The Amazon Search team creates high impact, customer-focused search solutions and technologies. Whenever a customer visits an Amazon site worldwide and types in a query or browses through product categories, Amazon Product Search services go to work. We design, develop, and deploy high performance, fault-tolerant distributed search systems used by millions of Amazon customers every day. Our Search Relevance team works to maximize the quality and effectiveness of the search experience for visitors to Amazon websites worldwide.
The Search Relevance team focuses on several technical areas for improving search quality. In this role, you will leverage your strong background in Computer Science, Deep Learning and Generative AI to help build the next generation of our model development and assessment pipeline, harness and explain rich data at Amazon scale, and provide automated insights to improve machine learned models for ranking. The relevance improvements you make will help millions of customers discover the products they want from a catalog containing millions of products. You will work on problems such as predicting the popularity of new products, developing new ranking features and algorithms that capture unique characteristics, and analyzing the differences in behavior of different categories of customers. The work will span the whole development pipeline, including data analysis, prototyping, A/B testing, and creating production-level components.
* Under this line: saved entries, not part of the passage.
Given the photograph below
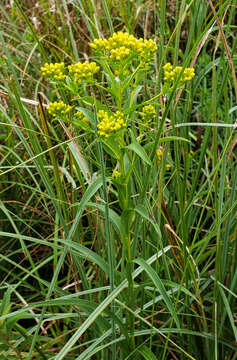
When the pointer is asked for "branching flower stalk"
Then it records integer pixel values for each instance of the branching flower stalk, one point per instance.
(123, 60)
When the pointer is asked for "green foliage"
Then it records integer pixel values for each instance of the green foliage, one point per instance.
(118, 231)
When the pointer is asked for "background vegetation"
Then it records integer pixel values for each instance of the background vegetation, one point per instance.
(65, 291)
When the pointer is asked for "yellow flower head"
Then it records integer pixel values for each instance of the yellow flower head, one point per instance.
(159, 154)
(80, 116)
(110, 123)
(116, 174)
(54, 71)
(119, 53)
(58, 108)
(148, 112)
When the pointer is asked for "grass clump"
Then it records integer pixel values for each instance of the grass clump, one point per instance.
(118, 180)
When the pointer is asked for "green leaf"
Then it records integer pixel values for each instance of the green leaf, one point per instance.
(147, 353)
(158, 283)
(138, 149)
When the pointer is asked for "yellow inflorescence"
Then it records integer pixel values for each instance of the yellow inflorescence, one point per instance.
(119, 53)
(159, 154)
(81, 116)
(116, 174)
(54, 71)
(171, 74)
(148, 112)
(58, 108)
(83, 70)
(110, 123)
(121, 44)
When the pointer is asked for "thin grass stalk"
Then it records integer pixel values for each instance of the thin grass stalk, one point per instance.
(109, 241)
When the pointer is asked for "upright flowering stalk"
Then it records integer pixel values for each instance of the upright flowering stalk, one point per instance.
(107, 105)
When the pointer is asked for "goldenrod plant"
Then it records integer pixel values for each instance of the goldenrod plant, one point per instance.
(118, 180)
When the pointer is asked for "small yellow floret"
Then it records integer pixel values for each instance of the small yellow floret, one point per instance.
(116, 174)
(148, 112)
(58, 108)
(54, 71)
(81, 116)
(120, 53)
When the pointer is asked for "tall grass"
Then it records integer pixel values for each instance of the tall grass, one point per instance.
(69, 290)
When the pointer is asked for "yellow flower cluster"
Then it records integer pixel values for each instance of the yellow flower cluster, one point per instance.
(148, 112)
(159, 154)
(54, 71)
(110, 123)
(58, 108)
(80, 116)
(171, 74)
(119, 53)
(116, 174)
(83, 70)
(121, 44)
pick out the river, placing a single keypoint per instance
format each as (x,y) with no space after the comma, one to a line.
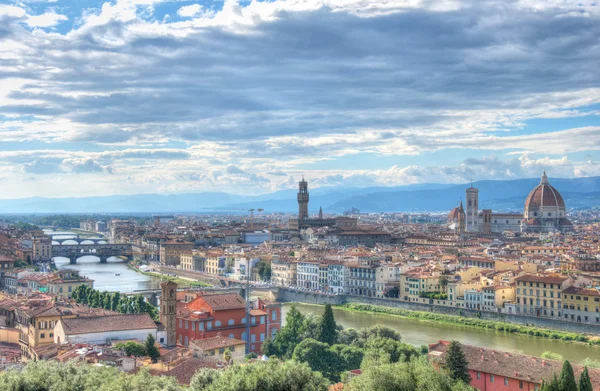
(112,276)
(424,333)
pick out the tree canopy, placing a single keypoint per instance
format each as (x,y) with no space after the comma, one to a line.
(456,363)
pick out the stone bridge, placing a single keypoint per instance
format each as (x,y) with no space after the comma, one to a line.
(102,251)
(79,240)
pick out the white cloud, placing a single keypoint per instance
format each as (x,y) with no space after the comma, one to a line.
(47,19)
(189,11)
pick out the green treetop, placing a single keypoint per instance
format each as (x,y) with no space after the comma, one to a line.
(456,363)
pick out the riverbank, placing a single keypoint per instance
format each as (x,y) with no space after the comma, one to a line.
(472,322)
(182,282)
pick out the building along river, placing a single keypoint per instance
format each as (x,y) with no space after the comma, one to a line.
(424,333)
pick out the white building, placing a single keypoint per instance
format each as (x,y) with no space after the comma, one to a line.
(308,274)
(100,329)
(337,278)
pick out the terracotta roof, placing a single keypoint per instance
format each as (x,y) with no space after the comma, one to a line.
(582,291)
(544,279)
(216,343)
(108,323)
(512,365)
(228,301)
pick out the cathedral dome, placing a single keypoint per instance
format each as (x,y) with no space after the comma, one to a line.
(453,215)
(544,199)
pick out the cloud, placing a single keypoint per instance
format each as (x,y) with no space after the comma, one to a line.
(47,19)
(189,11)
(248,96)
(84,166)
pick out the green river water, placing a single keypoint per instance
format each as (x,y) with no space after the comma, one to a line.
(422,333)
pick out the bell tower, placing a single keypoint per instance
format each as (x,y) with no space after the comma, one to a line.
(472,210)
(168,311)
(302,200)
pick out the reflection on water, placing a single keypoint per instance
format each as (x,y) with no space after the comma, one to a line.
(423,333)
(111,276)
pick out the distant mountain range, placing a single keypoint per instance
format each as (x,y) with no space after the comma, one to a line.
(502,195)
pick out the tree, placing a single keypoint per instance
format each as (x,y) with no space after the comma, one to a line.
(289,336)
(347,336)
(552,356)
(318,357)
(151,349)
(350,356)
(227,355)
(585,384)
(272,375)
(456,363)
(268,348)
(328,327)
(566,381)
(552,386)
(114,301)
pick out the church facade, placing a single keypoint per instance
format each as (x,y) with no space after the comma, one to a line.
(544,212)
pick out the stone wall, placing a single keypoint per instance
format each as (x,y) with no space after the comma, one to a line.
(291,295)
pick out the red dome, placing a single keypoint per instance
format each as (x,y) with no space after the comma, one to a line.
(544,195)
(454,213)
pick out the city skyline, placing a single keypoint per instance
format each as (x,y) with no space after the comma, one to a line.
(151,96)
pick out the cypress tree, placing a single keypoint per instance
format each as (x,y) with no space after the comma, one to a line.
(151,349)
(566,382)
(327,327)
(456,363)
(585,384)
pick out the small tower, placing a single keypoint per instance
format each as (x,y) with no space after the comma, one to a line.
(168,311)
(302,199)
(461,219)
(472,210)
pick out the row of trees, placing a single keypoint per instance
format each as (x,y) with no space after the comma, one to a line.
(567,382)
(91,297)
(132,348)
(329,349)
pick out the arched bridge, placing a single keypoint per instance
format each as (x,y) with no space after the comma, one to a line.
(102,251)
(79,240)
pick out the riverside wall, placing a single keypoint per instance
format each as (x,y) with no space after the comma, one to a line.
(292,295)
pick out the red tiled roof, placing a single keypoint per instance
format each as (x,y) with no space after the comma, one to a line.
(227,301)
(108,323)
(512,365)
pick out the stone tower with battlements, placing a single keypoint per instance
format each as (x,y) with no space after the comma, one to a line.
(472,223)
(302,200)
(168,311)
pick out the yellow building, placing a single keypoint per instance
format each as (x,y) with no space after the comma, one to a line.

Joining this team, you’ll experience the benefits of working in a dynamic, entrepreneurial environment, while leveraging the resources of Amazon.com (AMZN), one of the world’s leading Internet companies. We provide a highly customer-centric, team-oriented environment in our offices located in Palo Alto, California.
Please visit https://www.amazon.science for more information.
Key job responsibilities
Your responsibilities include:
- Analyze the data and metrics resulting from traffic into Amazon's product search service.
- Design, build, and deploy effective and innovative ML solutions to improve search ranking.
- Evaluate the proposed solutions via offline benchmark tests as well as online A/B tests in production.
- Publish and present your work at internal and external scientific venues in the fields of ML/NLP/IR.
Your benefits include:
- Working on a high-impact, high-visibility product, with your work improving the experience of millions of customers.
- The opportunity to use (and innovate) state-of-the-art ML methods to solve real-world problems.
- Excellent opportunities, and ample support, for career growth, development, and mentorship.
- Competitive compensation, including relocation support.